Thursday, August 28, 2014

World’s oldest ritual discovered. Worshipped the python 70,000 years ago

A new archaeological find in Botswana shows that our ancestors in Africa engaged in ritual practice 70,000 years ago — 30,000 years earlier than the oldest finds in Europe. This sensational discovery strengthens Africa’s position as the cradle of modern man.
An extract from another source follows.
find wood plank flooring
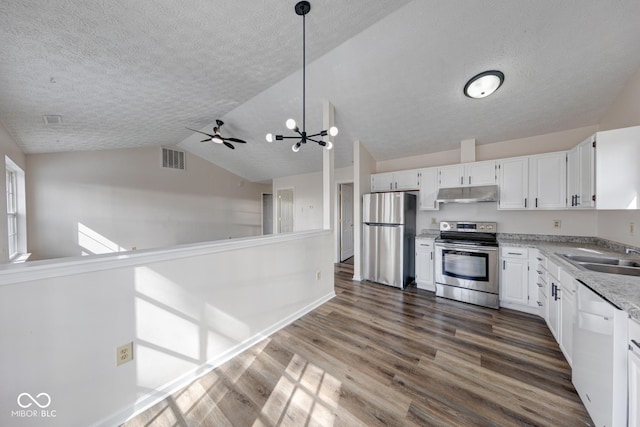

A startling archaeological discovery this summer changes our understanding of human history. While, up until now, scholars have largely held that man’s first rituals were carried out over 40, 000 years ago in Europe, it now appears that they were wrong about both the time and place.
Associate Professor Sheila Coulson , from the University of Oslo, can now show that modern humans, Homo sapiens, have performed advanced rituals in Africa for 70,000 years. She has, in other words, discovered mankind’s oldest known ritual.
The archaeologist from the Department of Archaeology, Conservation, and Historical Studies, made the surprising discovery while she was studying the origin of the Sanpeople in cooperation with the University of Tromsø, Norway, and the University of Botswana. A group of the San live in the sparsely inhabited area of north-western Botswana known as Ngamiland.
Coulson made the discovery while searching for artifacts from the Middle Stone Age in the only hills present for hundreds of kilometers in any direction. This group of small peaks within the Kalahari Desert is known as the Tsodilo Hills and is famous for having the largest concentration of rock paintings in the world. The more than 3,500 paintings, some more than 1,500 years old, constitute an important piece of our cultural heritage and are the reason that Tsodilo is listed as a UNESCO World Heritage Site.
The Tsodilo Hills are still a sacred place for the San, who call them the “Mountains of the Gods” and the “Rock that Whispers”. San guides who lead archaeologists to the hills must first check with their deity to ascertain whether they are welcome there.
The python is one of the San’s most important animals. According to their creation myth, mankind descended from the python and the ancient, arid streambeds around the hills are said to have been created by the python as it circled the hills in its ceaseless search for water.
The python cave
Sheila Coulson’s find shows that people from the area had a specific ritual location associated with the python. The ritual was held in a little cave on the northern side of the Tsodilo Hills. The cave itself is so secluded and access to it is so difficult that it was not even discovered by archaeologists until the 1990s. The first archaeologists at the site noticed two paintings on one side of the cave and a rock with a large number of indentations in it on the other side.
When Coulson entered the cave this summer with her three master’s students, it struck them that the mysterious rock resembled the head of a huge python. On the six meter long by two meter tall rock, they found three-to-four hundred indentations that could only have been man-made.
“You could see the mouth and eyes of the snake. It looked like a real python. The play of sunlight over the indentations gave them the appearance of snake skin. At night, the firelight gave one the feeling that the snake was actually moving.” said Sheila Coulson to the University of Oslo’s research magazine Apollon.
They found no evidence that work had recently been done on the rock. In fact, much of the rock’s surface was extensively eroded.
When they saw the many indentations in the rock, the archaeologists wondered about more than when the work had been done. They also began thinking about what the cave had been used for and how long people had been going there. With these questions in mind, they decided to dig a test pit directly in front of the python stone.
At the bottom of the pit, they found many stones that had been used to make the indentations. Together with these tools, some of which were more than 70,000 years old, they found a piece of the wall that had fallen off during the work.